A long pause. “Ain't that a hell of a life, I'm askin' ya?”
Another pause in which Kelly mentally reviewed his glowing past. He shook his head and smiled a sad smile. “If you could 'a' seen me ten years ago!”
Kelly told me the story of his life more or less in detail some days later. I say advisedly “more or less.” Considering the reputation he had given himself, I am relieved to be able to note that he must have left some bits out, though goodness knows he put enough in. But Kelly's matrimonial romance must be told.
Kelly went with a peach of a girl in the years gone by—swellest little kid—gee! he respected that girl—never laid hands on her. She wanted to go back to the old country for a visit, so he paid her way there and back—one hundred and sixty-five dollars it had cost him. Coming home from a ball where Kelly had been manager—this at 4 A.M.—a remark of the girl's led Kelly to suspect she was not the stainless bit of perfection his love had pictured. So after three years of constant devotion Kelly felt that he had been sold out. He turned around and said then and there to his fair one, “You go to hell!” He never laid eyes on her again.

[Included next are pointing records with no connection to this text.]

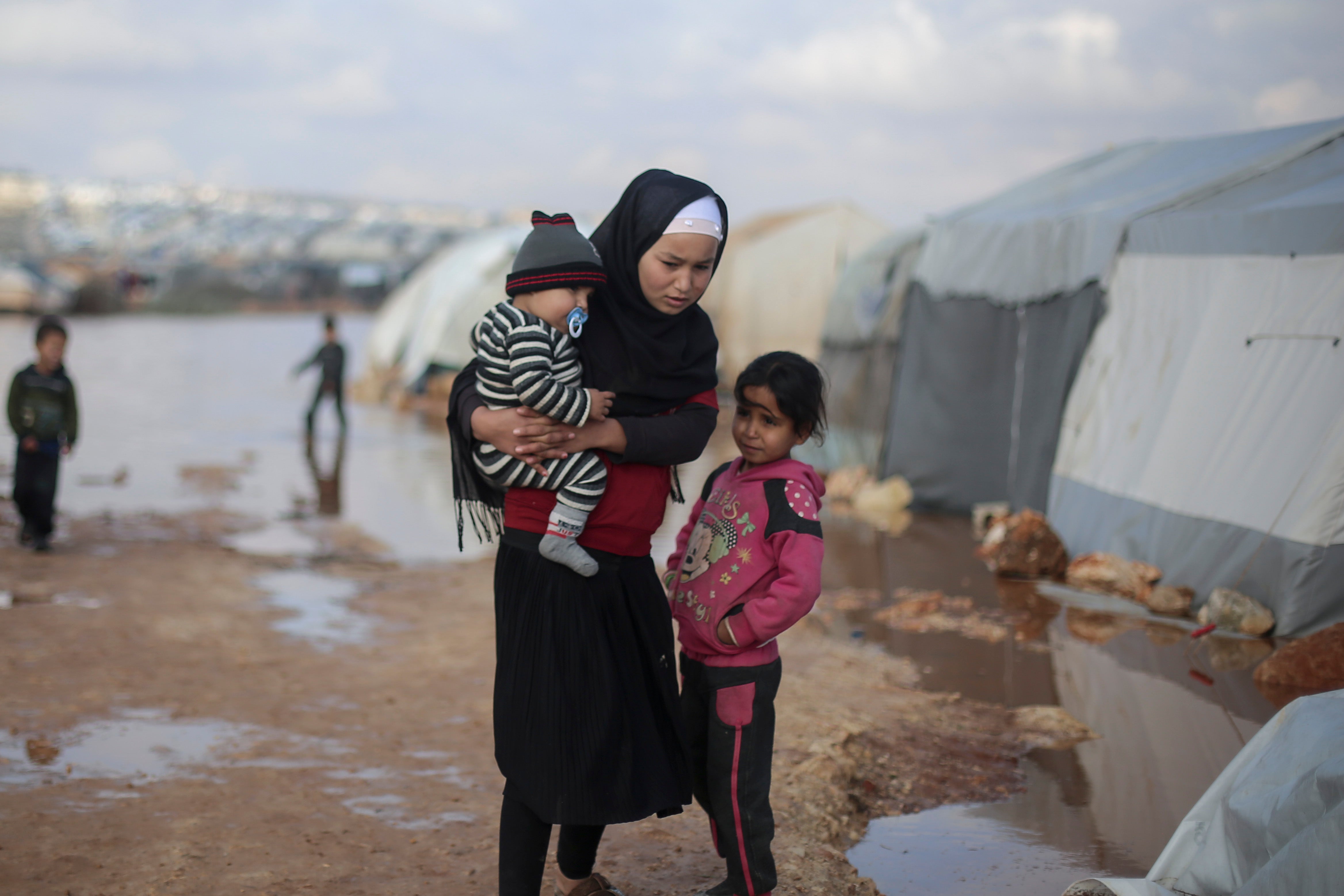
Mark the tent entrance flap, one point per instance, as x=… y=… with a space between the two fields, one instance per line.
x=980 y=396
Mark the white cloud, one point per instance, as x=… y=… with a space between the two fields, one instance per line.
x=905 y=60
x=471 y=18
x=1296 y=101
x=354 y=89
x=139 y=159
x=72 y=35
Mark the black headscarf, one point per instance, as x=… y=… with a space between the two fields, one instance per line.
x=652 y=362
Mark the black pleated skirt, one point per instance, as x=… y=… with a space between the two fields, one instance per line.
x=588 y=729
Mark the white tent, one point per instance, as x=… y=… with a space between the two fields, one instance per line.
x=1271 y=824
x=427 y=320
x=861 y=339
x=1206 y=428
x=776 y=280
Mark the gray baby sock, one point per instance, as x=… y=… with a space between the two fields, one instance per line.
x=561 y=542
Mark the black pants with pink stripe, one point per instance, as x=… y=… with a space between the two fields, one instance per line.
x=729 y=717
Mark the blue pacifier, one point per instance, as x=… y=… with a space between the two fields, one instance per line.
x=576 y=320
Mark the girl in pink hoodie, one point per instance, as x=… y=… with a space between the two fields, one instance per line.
x=747 y=568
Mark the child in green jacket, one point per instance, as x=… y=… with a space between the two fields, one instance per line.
x=46 y=420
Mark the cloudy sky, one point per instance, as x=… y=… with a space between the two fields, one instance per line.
x=904 y=107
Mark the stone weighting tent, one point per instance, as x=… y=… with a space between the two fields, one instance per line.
x=1006 y=297
x=1206 y=429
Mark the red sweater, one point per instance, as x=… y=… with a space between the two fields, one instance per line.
x=755 y=542
x=628 y=515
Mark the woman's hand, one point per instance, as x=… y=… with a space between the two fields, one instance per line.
x=535 y=438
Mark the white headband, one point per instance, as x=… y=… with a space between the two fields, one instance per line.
x=701 y=217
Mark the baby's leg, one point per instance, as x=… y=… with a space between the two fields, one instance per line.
x=579 y=482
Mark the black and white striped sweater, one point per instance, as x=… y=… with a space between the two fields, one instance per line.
x=525 y=360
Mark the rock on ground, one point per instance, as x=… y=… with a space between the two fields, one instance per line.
x=1112 y=574
x=1312 y=663
x=1237 y=612
x=1171 y=600
x=1025 y=545
x=377 y=774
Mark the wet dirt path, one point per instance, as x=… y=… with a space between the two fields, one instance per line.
x=174 y=726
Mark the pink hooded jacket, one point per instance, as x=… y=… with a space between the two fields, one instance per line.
x=753 y=540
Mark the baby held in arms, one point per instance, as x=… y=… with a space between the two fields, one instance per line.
x=529 y=358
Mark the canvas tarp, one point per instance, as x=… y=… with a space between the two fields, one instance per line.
x=1271 y=824
x=776 y=279
x=980 y=396
x=1057 y=233
x=1006 y=297
x=1206 y=430
x=428 y=320
x=861 y=339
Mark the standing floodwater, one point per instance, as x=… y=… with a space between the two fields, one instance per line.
x=1170 y=715
x=185 y=413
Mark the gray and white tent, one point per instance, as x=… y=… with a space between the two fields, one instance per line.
x=1206 y=429
x=1007 y=293
x=1195 y=289
x=861 y=343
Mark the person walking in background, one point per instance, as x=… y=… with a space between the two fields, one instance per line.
x=45 y=417
x=331 y=359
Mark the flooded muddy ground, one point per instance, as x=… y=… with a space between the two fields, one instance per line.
x=260 y=664
x=201 y=721
x=1170 y=715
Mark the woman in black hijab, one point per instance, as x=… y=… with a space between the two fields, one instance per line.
x=587 y=719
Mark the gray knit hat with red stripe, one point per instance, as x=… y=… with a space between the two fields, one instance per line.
x=555 y=254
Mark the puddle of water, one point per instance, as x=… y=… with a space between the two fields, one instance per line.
x=275 y=540
x=389 y=809
x=201 y=412
x=319 y=606
x=144 y=746
x=1171 y=715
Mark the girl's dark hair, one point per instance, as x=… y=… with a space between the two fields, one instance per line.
x=797 y=386
x=50 y=324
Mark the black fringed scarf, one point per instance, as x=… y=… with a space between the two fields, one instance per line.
x=654 y=362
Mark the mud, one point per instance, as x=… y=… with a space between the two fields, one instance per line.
x=215 y=722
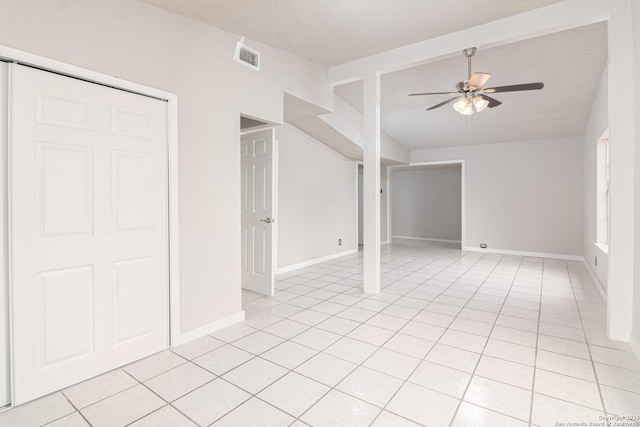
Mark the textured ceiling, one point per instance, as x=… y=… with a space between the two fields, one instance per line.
x=336 y=31
x=570 y=64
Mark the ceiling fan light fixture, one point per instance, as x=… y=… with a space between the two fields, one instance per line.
x=463 y=106
x=480 y=103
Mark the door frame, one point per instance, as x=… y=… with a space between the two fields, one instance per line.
x=391 y=169
x=15 y=56
x=275 y=151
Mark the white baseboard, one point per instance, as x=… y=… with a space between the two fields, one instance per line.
x=603 y=292
x=634 y=343
x=207 y=329
x=526 y=253
x=315 y=261
x=429 y=239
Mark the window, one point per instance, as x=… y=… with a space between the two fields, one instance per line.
x=602 y=197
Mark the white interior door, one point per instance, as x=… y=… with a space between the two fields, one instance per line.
x=5 y=385
x=88 y=209
x=257 y=157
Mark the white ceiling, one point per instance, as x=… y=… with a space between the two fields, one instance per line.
x=570 y=64
x=336 y=31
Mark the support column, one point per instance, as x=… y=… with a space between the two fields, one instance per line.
x=371 y=182
x=621 y=195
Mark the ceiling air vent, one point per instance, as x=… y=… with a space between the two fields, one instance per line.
x=247 y=56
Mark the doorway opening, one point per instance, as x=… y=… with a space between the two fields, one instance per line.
x=427 y=203
x=258 y=159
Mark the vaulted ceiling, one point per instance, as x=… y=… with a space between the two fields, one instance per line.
x=336 y=31
x=570 y=63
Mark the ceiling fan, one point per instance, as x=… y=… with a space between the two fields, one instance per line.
x=471 y=93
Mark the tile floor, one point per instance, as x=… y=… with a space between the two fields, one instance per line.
x=454 y=339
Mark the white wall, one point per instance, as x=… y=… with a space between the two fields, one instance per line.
x=635 y=333
x=597 y=124
x=383 y=205
x=348 y=121
x=426 y=203
x=316 y=199
x=143 y=44
x=521 y=196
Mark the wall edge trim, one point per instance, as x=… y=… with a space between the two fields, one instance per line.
x=209 y=328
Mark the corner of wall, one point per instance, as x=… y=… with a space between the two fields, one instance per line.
x=634 y=343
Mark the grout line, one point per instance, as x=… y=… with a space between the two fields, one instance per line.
x=535 y=357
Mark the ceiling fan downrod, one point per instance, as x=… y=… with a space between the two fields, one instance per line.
x=469 y=52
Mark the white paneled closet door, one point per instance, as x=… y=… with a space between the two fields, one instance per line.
x=257 y=222
x=89 y=248
x=5 y=385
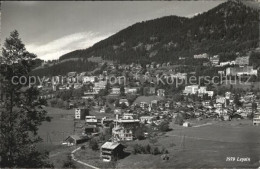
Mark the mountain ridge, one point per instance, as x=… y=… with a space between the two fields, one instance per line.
x=229 y=27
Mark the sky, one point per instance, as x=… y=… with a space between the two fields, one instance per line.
x=51 y=28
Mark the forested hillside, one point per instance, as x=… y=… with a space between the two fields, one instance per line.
x=226 y=29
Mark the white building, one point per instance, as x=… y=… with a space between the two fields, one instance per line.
x=91 y=79
x=201 y=56
x=193 y=89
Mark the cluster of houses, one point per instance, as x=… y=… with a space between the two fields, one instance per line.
x=239 y=66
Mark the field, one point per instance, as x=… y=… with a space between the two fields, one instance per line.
x=203 y=147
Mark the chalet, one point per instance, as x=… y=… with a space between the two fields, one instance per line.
x=242 y=60
x=75 y=139
x=201 y=56
x=161 y=92
x=123 y=129
x=147 y=119
x=238 y=71
x=256 y=119
x=91 y=79
x=193 y=89
x=81 y=113
x=214 y=60
x=91 y=129
x=111 y=151
x=91 y=120
x=115 y=91
x=125 y=101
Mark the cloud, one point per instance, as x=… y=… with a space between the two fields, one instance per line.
x=54 y=49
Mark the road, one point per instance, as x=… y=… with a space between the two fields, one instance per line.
x=80 y=162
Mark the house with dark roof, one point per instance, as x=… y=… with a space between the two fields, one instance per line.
x=111 y=151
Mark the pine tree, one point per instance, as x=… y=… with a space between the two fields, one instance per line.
x=21 y=113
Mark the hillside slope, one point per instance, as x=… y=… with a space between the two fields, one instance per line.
x=230 y=27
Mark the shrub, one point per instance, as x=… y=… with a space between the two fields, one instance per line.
x=68 y=163
x=164 y=126
x=179 y=119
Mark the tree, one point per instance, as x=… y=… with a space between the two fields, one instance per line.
x=93 y=144
x=164 y=126
x=69 y=163
x=22 y=112
x=122 y=90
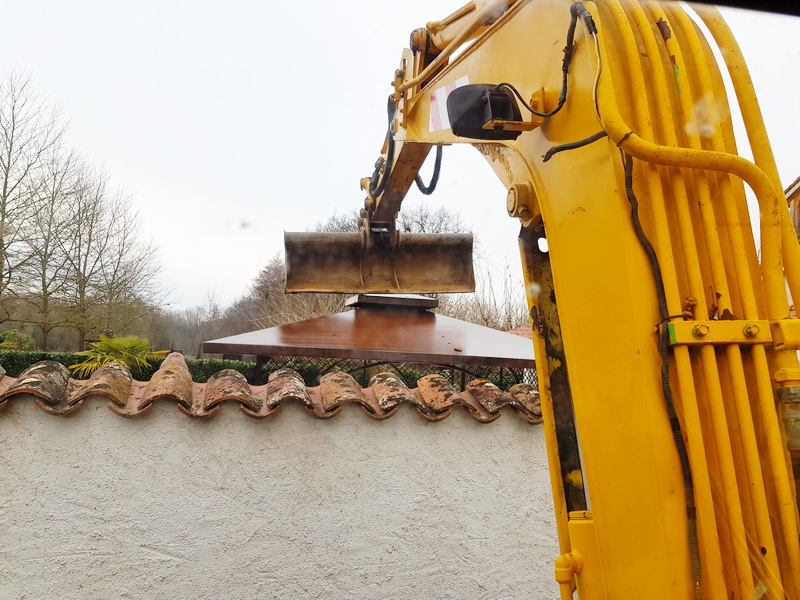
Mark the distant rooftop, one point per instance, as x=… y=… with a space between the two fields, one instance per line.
x=386 y=327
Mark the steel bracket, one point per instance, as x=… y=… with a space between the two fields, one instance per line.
x=786 y=334
x=719 y=332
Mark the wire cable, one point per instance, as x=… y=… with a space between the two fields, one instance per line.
x=663 y=347
x=574 y=145
x=437 y=166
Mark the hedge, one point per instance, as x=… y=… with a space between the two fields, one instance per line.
x=15 y=362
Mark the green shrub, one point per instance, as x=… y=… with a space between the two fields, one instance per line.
x=203 y=368
x=131 y=350
x=15 y=362
x=16 y=340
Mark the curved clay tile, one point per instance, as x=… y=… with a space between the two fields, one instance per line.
x=283 y=385
x=56 y=393
x=112 y=380
x=391 y=391
x=337 y=389
x=438 y=394
x=48 y=382
x=526 y=401
x=224 y=386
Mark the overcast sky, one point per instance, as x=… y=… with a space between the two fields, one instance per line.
x=232 y=122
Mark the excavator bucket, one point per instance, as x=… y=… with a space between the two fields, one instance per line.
x=339 y=262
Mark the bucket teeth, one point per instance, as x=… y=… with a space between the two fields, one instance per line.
x=421 y=263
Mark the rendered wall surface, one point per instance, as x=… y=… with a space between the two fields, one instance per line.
x=95 y=506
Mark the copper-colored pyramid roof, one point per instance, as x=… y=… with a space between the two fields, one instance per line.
x=386 y=328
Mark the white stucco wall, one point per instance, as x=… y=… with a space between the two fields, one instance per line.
x=94 y=506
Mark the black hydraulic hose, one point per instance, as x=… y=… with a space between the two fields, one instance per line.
x=376 y=188
x=437 y=167
x=663 y=347
x=576 y=10
x=573 y=145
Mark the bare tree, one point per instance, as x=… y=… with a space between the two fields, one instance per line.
x=45 y=273
x=112 y=273
x=29 y=129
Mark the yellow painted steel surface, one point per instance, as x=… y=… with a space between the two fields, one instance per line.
x=648 y=79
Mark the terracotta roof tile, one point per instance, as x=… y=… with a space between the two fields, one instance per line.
x=433 y=398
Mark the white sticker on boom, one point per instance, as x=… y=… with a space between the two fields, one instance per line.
x=439 y=118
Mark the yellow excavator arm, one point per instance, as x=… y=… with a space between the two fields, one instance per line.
x=666 y=354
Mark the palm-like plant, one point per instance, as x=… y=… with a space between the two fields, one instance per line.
x=131 y=351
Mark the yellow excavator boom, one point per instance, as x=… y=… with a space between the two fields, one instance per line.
x=666 y=352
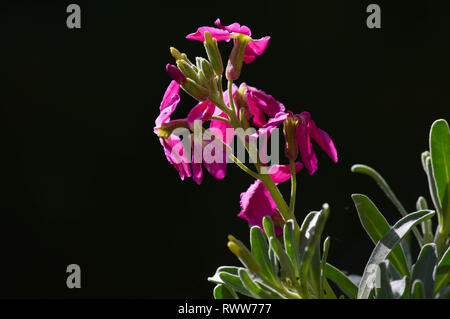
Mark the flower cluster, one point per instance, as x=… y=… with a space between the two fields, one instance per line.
x=224 y=112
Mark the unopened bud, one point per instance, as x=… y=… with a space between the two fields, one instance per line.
x=291 y=149
x=195 y=90
x=213 y=53
x=188 y=70
x=177 y=55
x=237 y=57
x=175 y=73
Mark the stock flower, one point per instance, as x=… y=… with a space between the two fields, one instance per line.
x=305 y=129
x=177 y=152
x=256 y=202
x=225 y=33
x=261 y=103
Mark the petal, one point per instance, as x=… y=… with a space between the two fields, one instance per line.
x=263 y=101
x=216 y=165
x=307 y=154
x=324 y=140
x=197 y=172
x=255 y=48
x=218 y=34
x=226 y=130
x=177 y=159
x=202 y=112
x=256 y=203
x=169 y=103
x=234 y=27
x=281 y=173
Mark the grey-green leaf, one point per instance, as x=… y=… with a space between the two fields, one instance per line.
x=221 y=291
x=443 y=271
x=260 y=249
x=440 y=157
x=387 y=244
x=425 y=269
x=342 y=281
x=376 y=227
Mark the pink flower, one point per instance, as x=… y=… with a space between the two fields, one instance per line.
x=305 y=129
x=176 y=152
x=256 y=202
x=225 y=33
x=262 y=104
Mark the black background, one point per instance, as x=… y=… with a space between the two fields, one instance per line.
x=85 y=179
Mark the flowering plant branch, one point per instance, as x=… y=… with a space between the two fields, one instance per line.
x=285 y=260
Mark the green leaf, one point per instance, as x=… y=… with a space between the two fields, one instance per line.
x=425 y=269
x=386 y=245
x=342 y=281
x=440 y=157
x=443 y=271
x=228 y=269
x=221 y=291
x=385 y=289
x=269 y=227
x=369 y=171
x=310 y=234
x=418 y=290
x=285 y=261
x=260 y=250
x=323 y=263
x=399 y=287
x=235 y=283
x=376 y=227
x=291 y=245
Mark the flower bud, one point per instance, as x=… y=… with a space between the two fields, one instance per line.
x=291 y=149
x=207 y=69
x=213 y=53
x=177 y=55
x=237 y=57
x=195 y=90
x=175 y=74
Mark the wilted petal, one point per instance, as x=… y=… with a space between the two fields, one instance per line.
x=307 y=154
x=218 y=34
x=256 y=203
x=255 y=48
x=263 y=101
x=324 y=140
x=177 y=159
x=281 y=173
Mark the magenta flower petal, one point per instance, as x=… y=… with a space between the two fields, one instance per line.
x=307 y=154
x=216 y=165
x=197 y=172
x=202 y=111
x=281 y=173
x=175 y=73
x=256 y=203
x=263 y=101
x=324 y=140
x=177 y=158
x=234 y=27
x=169 y=103
x=218 y=34
x=255 y=48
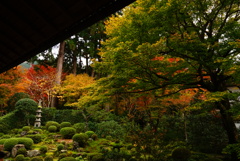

A few years later Kelly met an American girl. He went with her three years, was making seventy-five dollars a month, had saved eight hundred and seventy-six dollars, and in addition possessed one hundred and ten dollars in life insurance. So he asked the lady to marry him. Y' know w'at she said to Kelly? Kelly leaned his shaggy mop of hair my way. She said, “I won't marry nobody on seventy-five dollars a month!” Again Kelly's manhood asserted itself. Do you know w'at Kelly said to her? He says, says he, once more, “You go to hell!” He quit.
Whereupon Kelly drew out every cent he possessed and sailed for Europe. When he landed again in New York City, d' y'know how much money Kelly had in his pocket? Thirty-five cents. Then he went West for seven or eight years, and tore up the country considerable, Kelly did. He came back to New York again, again minus cash. A few days after his return the girl of eight years before met him by appointment at the Grand Central Station. What d' y'know? She asked Kelly to marry her—just like that. Heck! by that time Kelly didn't give a darn one way or the other. She bought the ring, she hired the minister, she did the whole business. Kelly married her—that's the wife he's got right now.
One of Kelly's steady, dependable waiters approached about 5 P.M. “Say, girl, I like you!” Of course, the comeback for that now, as always, was, “Aw go-an!”
“Sure, I like you. Say, how about goin' out this evening with me? We'll sure do the old town!”
“I say, you sound like as if you got all of twenty-five cents in your pocket!”